Since the establishment of the Flickr Commons two years ago, remarkably little attention has been paid to it – which is odd, given its extraordinary breadth and significance. In January 2008, Flickr announced that the Library of Congress would put 3,500 pictures online without copyright or restriction, and invited other institutions to do the same. Neither Flickr nor the Library of Congress, it should be said, had entirely altruistic reasons for doing this – Flickr wanted the extra traffic, and the Library needed help catagorizing and identifying many of its photographs. Nevertheless, it’s safe to say that the response – both from users and from other historical institutions – has been vastly more enthusiastic than anybody counted on.
Today, the Flickr Commons hosts historical photos from no fewer than thirty-three institutions, including The Smithsonian, the U.S. National Archives, the Getty Institute, the State Library of New South Wales (from which the above picture, entitled Soldier’s Goodbye & Bobbie The Cat, was taken), and many more. Flickr hopes to double that number by the end of 2010, and while it’s oddly difficult to gauge how many photos are in the Commons, there are certainly tens of thousands now, and there may soon be hundreds of thousands (this in addition to the four billion user-uploaded photos already on the site). Flickr has, almost on the sly, positioned itself as the single greatest cultural achievement of the internet after Wikipedia.
This is interesting both because the Commons are an incredible historical resource (and, speaking from experience, an absorbing way to spend three hours) and because it’s such an incredibly unlikely place for Flickr – a company that has succeeded almost in spite of their best intentions – to find themselves. The entire history of Flickr is one big accident: it was originally developed as an adjunct to a now-forgotten online role-playing game called Game Neverending, whose users found that swapping photos was a more engaging pastime than the game itself. Presumably luckily for everyone involved, Game Neverending was soon shelved and Flickr’s life began in earnest. But all of its primary innovations, from photo-tagging to groups, have been user-driven.

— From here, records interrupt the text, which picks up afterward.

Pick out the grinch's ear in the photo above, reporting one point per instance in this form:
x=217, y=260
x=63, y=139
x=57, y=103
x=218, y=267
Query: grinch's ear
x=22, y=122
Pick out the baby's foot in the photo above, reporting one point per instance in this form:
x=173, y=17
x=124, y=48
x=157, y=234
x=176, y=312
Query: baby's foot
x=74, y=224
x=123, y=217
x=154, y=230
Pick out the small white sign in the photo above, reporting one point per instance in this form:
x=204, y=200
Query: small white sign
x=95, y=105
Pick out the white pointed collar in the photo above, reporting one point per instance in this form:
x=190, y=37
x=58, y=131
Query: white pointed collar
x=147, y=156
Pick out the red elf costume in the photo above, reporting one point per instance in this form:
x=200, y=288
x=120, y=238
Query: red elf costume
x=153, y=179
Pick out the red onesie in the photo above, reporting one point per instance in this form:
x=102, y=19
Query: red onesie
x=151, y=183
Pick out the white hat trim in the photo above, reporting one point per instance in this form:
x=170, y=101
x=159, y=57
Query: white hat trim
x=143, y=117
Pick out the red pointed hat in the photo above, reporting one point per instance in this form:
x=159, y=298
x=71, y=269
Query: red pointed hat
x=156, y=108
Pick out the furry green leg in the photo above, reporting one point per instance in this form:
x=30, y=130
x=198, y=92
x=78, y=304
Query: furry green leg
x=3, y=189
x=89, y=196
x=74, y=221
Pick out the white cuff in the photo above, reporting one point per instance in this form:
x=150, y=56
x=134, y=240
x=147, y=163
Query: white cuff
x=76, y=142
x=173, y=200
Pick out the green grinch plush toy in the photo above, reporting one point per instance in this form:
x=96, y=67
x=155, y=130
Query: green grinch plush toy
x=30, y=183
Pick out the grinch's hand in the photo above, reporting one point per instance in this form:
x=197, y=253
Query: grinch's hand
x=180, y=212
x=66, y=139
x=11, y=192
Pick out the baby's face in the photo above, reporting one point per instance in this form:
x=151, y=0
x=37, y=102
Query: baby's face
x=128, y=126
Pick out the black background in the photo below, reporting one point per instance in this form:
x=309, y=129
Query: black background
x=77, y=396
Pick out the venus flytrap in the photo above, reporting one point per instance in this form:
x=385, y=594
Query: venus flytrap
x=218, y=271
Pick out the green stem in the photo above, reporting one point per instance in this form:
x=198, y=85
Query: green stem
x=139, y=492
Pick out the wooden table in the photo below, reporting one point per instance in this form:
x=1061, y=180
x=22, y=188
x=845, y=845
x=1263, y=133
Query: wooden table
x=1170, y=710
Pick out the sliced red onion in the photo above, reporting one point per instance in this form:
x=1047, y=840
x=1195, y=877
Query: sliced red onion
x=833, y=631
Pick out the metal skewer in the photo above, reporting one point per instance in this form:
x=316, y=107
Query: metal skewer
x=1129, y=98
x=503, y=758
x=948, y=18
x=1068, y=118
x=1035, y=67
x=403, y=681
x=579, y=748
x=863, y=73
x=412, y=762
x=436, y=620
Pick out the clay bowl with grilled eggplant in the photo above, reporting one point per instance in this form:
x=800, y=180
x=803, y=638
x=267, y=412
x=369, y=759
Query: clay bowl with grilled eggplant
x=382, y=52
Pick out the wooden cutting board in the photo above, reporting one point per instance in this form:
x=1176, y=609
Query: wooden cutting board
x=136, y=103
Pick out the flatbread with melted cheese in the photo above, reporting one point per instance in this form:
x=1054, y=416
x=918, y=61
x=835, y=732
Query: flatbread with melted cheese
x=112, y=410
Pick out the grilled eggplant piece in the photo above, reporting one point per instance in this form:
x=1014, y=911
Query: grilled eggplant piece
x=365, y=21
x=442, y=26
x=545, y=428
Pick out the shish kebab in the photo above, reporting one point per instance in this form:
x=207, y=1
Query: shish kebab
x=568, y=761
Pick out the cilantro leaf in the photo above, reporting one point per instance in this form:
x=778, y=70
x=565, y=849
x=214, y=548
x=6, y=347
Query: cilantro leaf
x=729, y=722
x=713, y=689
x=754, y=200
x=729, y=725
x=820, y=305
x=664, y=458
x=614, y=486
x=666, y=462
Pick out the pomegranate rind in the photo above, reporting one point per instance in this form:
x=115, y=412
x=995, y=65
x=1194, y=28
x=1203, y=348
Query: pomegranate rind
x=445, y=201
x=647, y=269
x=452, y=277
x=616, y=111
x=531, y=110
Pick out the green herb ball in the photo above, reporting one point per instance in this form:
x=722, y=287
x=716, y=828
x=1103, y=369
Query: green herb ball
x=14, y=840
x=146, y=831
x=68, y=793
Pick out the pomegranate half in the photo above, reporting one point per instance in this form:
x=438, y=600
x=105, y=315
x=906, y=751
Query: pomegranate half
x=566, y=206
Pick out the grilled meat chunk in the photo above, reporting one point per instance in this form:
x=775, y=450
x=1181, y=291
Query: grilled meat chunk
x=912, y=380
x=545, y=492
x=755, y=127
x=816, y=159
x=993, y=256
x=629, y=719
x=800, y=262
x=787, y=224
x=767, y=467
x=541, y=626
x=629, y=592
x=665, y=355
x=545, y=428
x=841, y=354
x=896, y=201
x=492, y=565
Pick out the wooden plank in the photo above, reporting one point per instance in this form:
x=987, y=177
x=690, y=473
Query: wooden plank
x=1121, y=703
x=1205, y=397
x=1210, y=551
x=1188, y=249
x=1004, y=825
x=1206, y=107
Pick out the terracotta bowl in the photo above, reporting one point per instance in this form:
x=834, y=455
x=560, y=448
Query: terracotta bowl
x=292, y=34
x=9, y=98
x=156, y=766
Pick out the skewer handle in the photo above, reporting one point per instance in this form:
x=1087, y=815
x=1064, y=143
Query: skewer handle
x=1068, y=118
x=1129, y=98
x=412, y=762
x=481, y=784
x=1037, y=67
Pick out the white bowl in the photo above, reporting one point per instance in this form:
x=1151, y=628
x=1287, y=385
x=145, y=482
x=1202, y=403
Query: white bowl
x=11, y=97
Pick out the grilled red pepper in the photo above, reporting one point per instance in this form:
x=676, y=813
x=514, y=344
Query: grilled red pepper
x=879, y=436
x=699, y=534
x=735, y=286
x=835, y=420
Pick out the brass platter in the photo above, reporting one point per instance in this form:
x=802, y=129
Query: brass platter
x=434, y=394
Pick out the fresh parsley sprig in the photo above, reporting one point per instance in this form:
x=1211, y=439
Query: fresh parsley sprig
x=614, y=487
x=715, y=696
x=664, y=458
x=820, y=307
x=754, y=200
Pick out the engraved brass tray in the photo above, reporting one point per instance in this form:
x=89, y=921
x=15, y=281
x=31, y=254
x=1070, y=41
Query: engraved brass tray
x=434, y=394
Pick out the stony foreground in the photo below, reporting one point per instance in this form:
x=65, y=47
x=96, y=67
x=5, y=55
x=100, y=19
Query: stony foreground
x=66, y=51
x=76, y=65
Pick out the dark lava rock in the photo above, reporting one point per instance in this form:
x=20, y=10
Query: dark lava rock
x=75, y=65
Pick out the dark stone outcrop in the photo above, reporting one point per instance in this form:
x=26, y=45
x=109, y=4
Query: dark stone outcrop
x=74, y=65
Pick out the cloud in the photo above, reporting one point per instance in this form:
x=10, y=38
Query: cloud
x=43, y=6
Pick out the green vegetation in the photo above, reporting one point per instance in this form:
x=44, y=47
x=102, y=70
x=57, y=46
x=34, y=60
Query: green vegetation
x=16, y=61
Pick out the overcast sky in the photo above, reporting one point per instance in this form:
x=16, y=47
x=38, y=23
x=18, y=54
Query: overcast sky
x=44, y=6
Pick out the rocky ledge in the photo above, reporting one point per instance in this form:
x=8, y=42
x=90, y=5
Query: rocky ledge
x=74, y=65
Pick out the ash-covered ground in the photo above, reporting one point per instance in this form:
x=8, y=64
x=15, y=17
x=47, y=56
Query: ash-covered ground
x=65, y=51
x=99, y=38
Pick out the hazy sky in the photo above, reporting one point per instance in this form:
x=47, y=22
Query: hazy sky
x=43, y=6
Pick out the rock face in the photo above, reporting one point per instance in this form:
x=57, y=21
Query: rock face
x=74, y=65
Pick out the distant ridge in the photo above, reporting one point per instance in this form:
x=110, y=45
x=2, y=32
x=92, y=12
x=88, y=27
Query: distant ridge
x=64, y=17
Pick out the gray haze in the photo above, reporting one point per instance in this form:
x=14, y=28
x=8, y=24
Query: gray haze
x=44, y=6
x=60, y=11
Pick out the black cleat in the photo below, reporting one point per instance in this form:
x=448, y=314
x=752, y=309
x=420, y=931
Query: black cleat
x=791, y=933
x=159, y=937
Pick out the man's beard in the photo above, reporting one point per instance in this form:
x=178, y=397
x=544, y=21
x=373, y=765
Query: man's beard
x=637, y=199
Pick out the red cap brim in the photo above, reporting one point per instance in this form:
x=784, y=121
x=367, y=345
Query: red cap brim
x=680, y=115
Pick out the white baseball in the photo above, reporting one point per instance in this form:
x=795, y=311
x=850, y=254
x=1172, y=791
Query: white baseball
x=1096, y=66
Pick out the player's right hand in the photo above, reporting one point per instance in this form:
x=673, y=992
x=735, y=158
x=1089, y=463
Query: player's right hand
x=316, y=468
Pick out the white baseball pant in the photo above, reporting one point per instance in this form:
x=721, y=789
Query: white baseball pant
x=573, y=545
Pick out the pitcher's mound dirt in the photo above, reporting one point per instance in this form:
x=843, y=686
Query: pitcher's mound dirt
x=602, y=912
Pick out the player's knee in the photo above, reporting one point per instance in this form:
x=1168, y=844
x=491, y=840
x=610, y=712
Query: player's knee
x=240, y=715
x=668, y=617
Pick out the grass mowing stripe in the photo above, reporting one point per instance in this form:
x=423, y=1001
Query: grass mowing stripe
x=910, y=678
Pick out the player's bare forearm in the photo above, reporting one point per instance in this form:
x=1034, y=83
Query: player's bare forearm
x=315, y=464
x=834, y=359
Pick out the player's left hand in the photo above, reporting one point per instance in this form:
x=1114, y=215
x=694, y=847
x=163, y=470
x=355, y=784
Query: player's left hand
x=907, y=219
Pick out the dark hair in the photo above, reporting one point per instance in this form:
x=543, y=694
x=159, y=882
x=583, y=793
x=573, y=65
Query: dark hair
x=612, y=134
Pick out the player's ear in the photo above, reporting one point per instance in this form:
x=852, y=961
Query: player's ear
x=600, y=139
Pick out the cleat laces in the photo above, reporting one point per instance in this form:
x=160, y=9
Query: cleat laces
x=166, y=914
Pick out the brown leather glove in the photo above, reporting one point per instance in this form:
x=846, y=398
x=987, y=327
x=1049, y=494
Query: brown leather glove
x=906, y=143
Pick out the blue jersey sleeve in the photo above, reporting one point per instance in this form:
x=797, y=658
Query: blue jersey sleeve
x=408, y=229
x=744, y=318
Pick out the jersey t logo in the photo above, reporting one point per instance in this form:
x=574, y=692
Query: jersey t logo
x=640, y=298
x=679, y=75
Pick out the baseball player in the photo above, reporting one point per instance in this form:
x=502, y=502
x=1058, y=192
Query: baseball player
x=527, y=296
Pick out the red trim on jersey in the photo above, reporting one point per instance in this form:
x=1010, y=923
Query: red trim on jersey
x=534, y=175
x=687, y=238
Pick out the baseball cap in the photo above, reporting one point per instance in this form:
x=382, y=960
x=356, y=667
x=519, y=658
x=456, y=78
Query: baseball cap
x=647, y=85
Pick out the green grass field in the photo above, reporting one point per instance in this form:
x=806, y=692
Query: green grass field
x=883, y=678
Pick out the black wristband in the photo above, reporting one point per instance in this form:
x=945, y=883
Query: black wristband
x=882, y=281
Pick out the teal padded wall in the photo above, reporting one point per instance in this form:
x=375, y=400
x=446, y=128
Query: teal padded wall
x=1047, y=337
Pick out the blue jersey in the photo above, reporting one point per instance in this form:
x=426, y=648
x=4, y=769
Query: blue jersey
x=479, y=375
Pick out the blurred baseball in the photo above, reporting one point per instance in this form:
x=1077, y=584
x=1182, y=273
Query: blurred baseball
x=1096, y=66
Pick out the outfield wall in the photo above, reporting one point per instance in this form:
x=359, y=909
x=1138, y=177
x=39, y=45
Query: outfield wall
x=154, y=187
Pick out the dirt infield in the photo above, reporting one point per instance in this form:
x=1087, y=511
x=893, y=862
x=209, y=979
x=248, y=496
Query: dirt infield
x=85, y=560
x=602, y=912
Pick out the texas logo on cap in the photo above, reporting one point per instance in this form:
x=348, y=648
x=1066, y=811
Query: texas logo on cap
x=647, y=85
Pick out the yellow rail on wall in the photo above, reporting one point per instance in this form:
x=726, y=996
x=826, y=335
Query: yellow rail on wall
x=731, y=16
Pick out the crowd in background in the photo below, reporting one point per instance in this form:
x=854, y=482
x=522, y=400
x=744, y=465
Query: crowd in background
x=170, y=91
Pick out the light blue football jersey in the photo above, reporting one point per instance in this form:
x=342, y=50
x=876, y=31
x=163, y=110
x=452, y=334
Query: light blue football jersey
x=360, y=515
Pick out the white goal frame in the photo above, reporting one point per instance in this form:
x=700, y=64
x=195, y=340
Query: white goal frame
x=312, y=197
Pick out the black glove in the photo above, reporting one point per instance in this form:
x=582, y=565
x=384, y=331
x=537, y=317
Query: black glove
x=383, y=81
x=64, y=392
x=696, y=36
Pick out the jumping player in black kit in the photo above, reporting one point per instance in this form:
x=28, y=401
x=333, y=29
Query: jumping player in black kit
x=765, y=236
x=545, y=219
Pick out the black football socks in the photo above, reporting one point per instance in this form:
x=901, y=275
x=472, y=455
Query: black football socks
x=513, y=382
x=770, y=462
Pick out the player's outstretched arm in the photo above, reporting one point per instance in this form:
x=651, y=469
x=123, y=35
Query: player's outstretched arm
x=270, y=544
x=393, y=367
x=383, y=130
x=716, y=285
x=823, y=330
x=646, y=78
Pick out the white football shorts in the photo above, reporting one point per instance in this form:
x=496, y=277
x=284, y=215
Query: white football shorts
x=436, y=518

It wasn’t uncommon even in pre-internet days for companies to evolve far away from their original product. IBM originally sold mechanical adding machines and, later, typewriters. Nintendo was originally founded in 1889 and for most of its existence sold hanafuda, an elaborate style of Japanese playing cards; it was only after the company had narrowly avoided bankruptcy by running cab companies and love hotels that they finally invested in an upright arcade game called Donkey Kong. But the speed with which that evolution takes place is definitely accelerating. Flickr went from a vague afterthought to a colossal cultural institution in seven years. Where’s it going to be in 2015?